This is mostly advice I wish someone had given me when I was starting out. It probably won’t make much sense until you have dealt with enough code to be sick of it. The usual disclaimers about ranting, warranties, and being a charitable audience stand.
The way most contemporary software is built is structured around local optimums/maximums like Agile and TDD. These are evolutionary answers to the proliferation of software but they’re not global solutions to better software engineering and sustainability because no evolutionary process that proceeds with local optimizations can lead to globally optimal solutions on a complicated landscape like software engineering (it can happen but mostly by accident). History of computing is full of potential global solutions that never gained enough traction for one reason or another. The ones I can think of off the top of my head are smalltalk, lisp, BeOS, xanadu, hoare logic, prolog, refinement calculus, Z notation, etc.
In case anyone is wondering I’m not trying to elevate one approach over another. What we have is what we have and have to make do while trying to improve. My bias is towards more logical and specification oriented approaches to writing software but I’m not claiming it is actually a better way to write software. I have an intuition that it might be but haven’t seen it practiced at scale to form a strong opinion one way or another even if it seems that way.
Now back to regularly scheduled ranting.
Agile sacrifices long term vision for short term gains and TDD optimizes for writing more code to achieve correctness. I don’t think I’m the only that thinks this is backwards. Bugs are correlated with lines of code and TDD forces writing more code so how can it reduce bug counts? If the test code has no bugs then just write the rest of the code in the same style but this is not what happens in practice. Most people use tests and agile planning as crutches to get around having to unambiguously specify their software systems with more high level formalisms.

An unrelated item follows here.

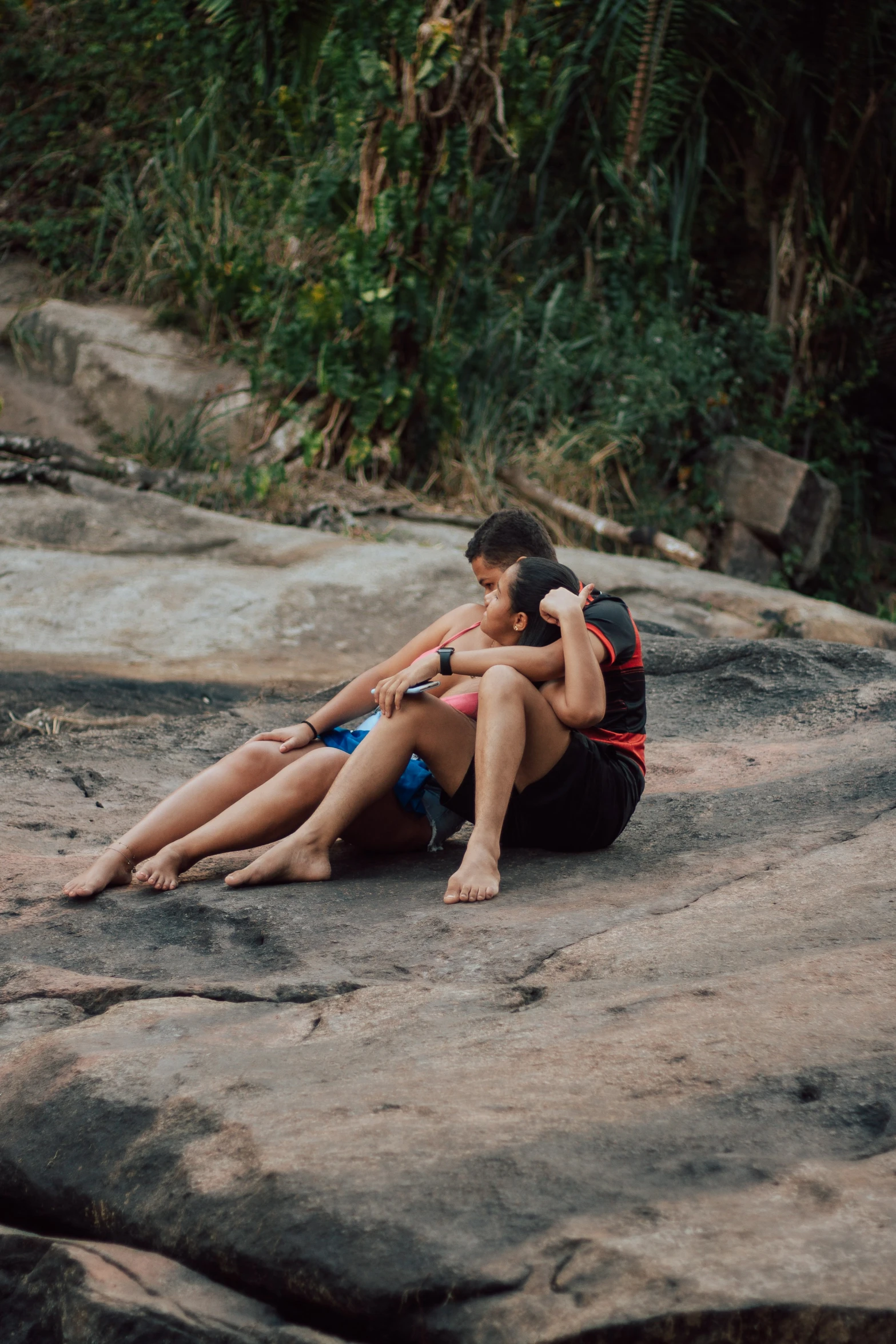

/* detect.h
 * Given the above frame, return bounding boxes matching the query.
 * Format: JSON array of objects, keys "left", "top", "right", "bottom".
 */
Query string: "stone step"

Kubernetes is another example of a local optimum. Instead of figuring out why software was getting so messy the industry decided that sequestering the complexity behind a distributed control system was the answer. Again, this seems backwards to me because no simplification has been achieved and we’ve just increased the surface area of all systems we have to deal with. Before we had even figured out a proper control system for a fleet of VMs everyone immediately jumped on the container bandwagon and re-invented all the tools that were used in the VM management ecosystem. The only progressive thing with containers was making the tools open source because previous solutions were locked in VMWare’s vaults.
I think most engineers intuitively understand that more software can not lead to simplicity because by its nature software leads to more complexity. Undecidability lurks around every corner and thwarts most attempts at reducing complexity so if we want to sidestep all the issues that Turing completeness leads to then we need to use something other than code to address the issues. If history is a guide then more code is not the answer.
Slightly Less Local Maximums
I don’t have all the answers but what I do know is that I should have started learning about formal methods (both lightweight and otherwise) sooner. Thinking about a system abstractly, intuitively, and from a high level but then specifying it in a formal logical language seems to be net positive from the meager anecdotal evidence I’ve accumulated over the years.
Whenever I’ve approached a new system the bottleneck has never been writing more code. The bottleneck has always been in understanding all the implicit assumptions baked into the system that for one reason or another are essential to its correctness. Pretending that the system and the runtime traces of the system are the specification is why there is always a shortage of programmers. It takes a particular kind of masochist to enjoy reverse engineering a black box from just poking at it with simple linear impulses. If these systems had more formal foundations then there would be no shortage because we could teach people the general formalism and let them figure out the runtime mappings.
Incidentally, this mapping process is something people are good at but machines suck at. We can reason with analogies and partial information much better than probably any other animal but we keep squandering this gift by not filling in the gaps with a general enough formalism that plays to our strengths. Instead, most programmers are tasked with simulating a computer in their head and this is something we are notoriously bad at. Humans are bad at simulating a computer and contemporary programming is all about simulating a computer in one’s head.
So here’s the punchline: if you want to be a good programmer then learn a technology and language agnostic formalism. Logic, statistics, and game theory are probably good bets. As things stand that kind of skill is probably the only thing that is going to survive the coming automation apocalypse because so far no one has figured out a way around rigorous and heuristic thinking.